Nach gut anderthalb Stunden, auf einer wunderschönen Strecke über Land durch Luxemburg und das Saarland, erreichten wir gut gelaunt unser Ziel. Hier, in einem Gewerbegebiet in Losheim, befindet sich der Firmensitz von Marcel – die „Automagie – Car & Home Entertainment GmbH“. Marcel verfügt über eine beeindruckende, mehr als 20-jährige Erfahrung im Bau von professionellen Car-HiFi-Einbauten. Zahlreiche Meistertitel seit 1994 aus Deutschland, Europa und der ganzen Welt belegen die Erfolge des mehr als rührigen Auto-HiFi-Spezialisten.

Der Heimkinobau ist für Marcel ebenfalls schon lange kein Neuland mehr. Auf diesem Feld betätigt sich „Automagie Saar“ erfolgreich seit nunmehr 15 Jahren. Für sein eigenes Heimkino ließ sich der Firmeninhaber viel Zeit, hier sollte einfach alles Hand und Fuß haben. Klangliche Perfektion und die Bildwiedergabe auf Referenzniveau standen ganz oben im Pflichtenheft, als es um die Konzeption dieses Kinos ging.
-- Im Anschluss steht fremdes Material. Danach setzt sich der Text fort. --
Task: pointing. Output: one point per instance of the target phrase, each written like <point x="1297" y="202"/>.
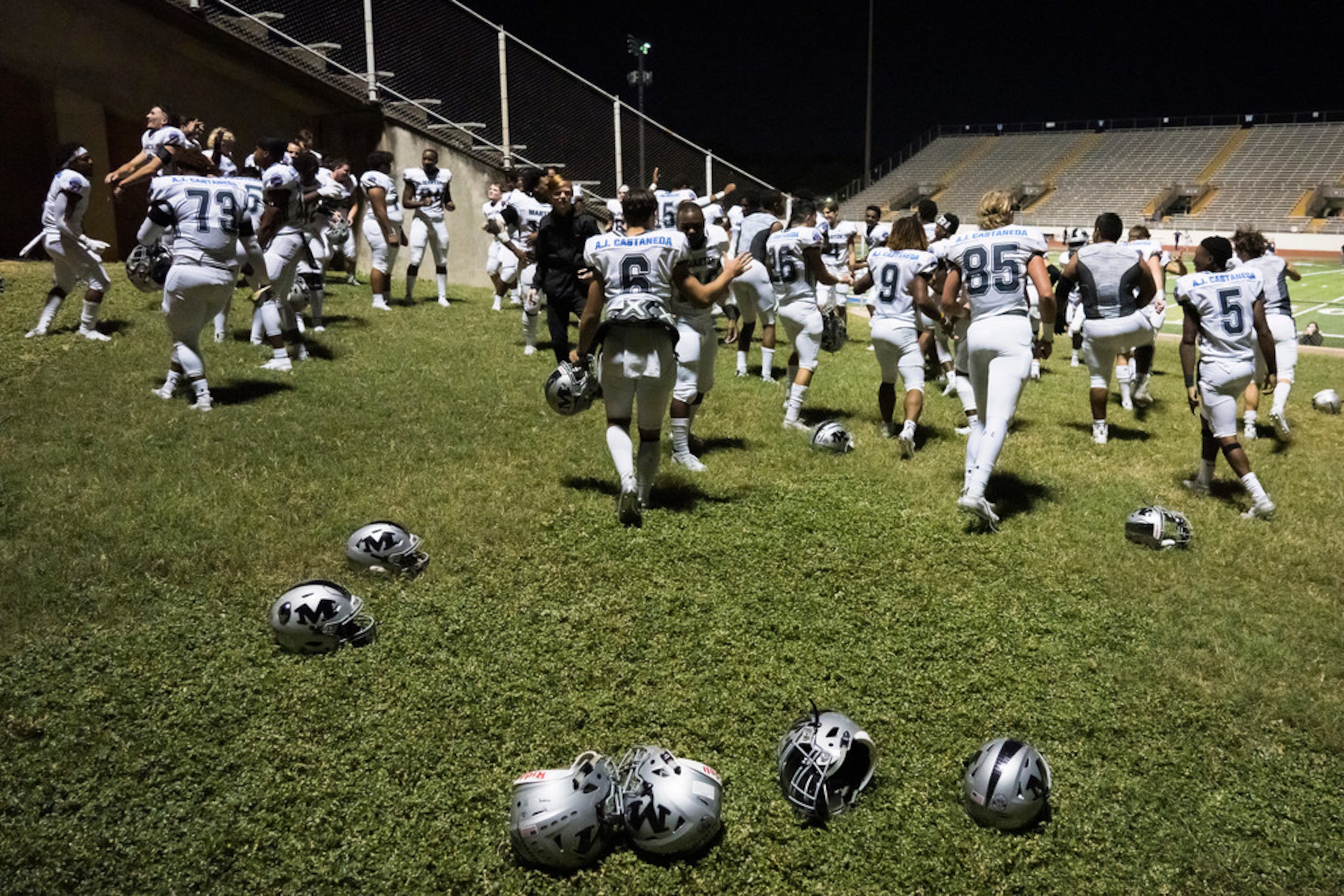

Schließlich wollte Marcel sich nicht nur selbst ein tolles Heimkino gönnen, sondern potenziellen Kunden aufzeigen, was technisch machbar ist.

Konzeption

Die Konzentration auf das Wesentliche bewog Marcel dazu, seinen 7.2-Heimkino-Vorführraum optisch unscheinbar zu gestalten. Opulente Ausstattungsdetails suchen Besucher hier vergebens, denn alles was die Bild- und Audiowiedergabe stören könnte, wurde aus dem Heimkino verbannt. Leinwand, Lautsprecher und Projektoren sind vergleichsweise schnell zu entdecken, dazu gibt es noch eine bequeme Couch auf einem Podest – fertig ist das Kino! Nun ja, ein „wenig“ mehr durfte es für das Automagie-Vorzeigekino dann doch sein. Einfach kann ja jeder, und wer mit Herz und Seele bei der Sache ist, lässt sich für sein liebstes Kind schon etwas ganz Besonderes einfallen.

Ausstattung

Der Vorführraum wurde akustisch komplett optimiert und dazu mit Absorbern und Diffusoren in den Wänden, in der Decke und im Podest ausgestattet. Alle Wände und die Decke sind mit akustisch durchlässigem Akustikstoff bezogen, der dafür sorgt, dass keine Reflexionen an den Oberflächen entstehen, die das visuelle Erlebnis stören könnten.

Teppich, Wand- und Deckenbespannung wurden unter den Gesichtspunkten der bestmöglichen visuellen und akustischen Lösung ausgewählt. Entscheidend für die Materialwahl waren dabei Kriterien wie Schallabsorption/-reflexion/-diffusion sowie Lichtabsorption und -reflexion. Sämtliche Bauteile für die akustische Optimierung wurden von der eigenen Firma gebaut und installiert.

Die Lautsprechereigenentwicklungen sind in der Frontwand oberflächenbündig integriert und auf den Hörplatz angewinkelt. Front- und Centerspeaker wurden in langen Hör- und Mess-Sessions mit Passivweichen auf die Raumakustik angepasst. Zwischen 400 und 20.000 Hertz spielen die Lautsprecher absolut linear, so dass auf einen Equalizer-Einsatz durch die Verstärkerelektronik verzichtet werden konnte. Unterhalb von 400 Hz spielen die Lautsprecher ebenfalls nahezu perfekt, so dass hier nur geringe Eingriffe am EQ notwendig geworden sind.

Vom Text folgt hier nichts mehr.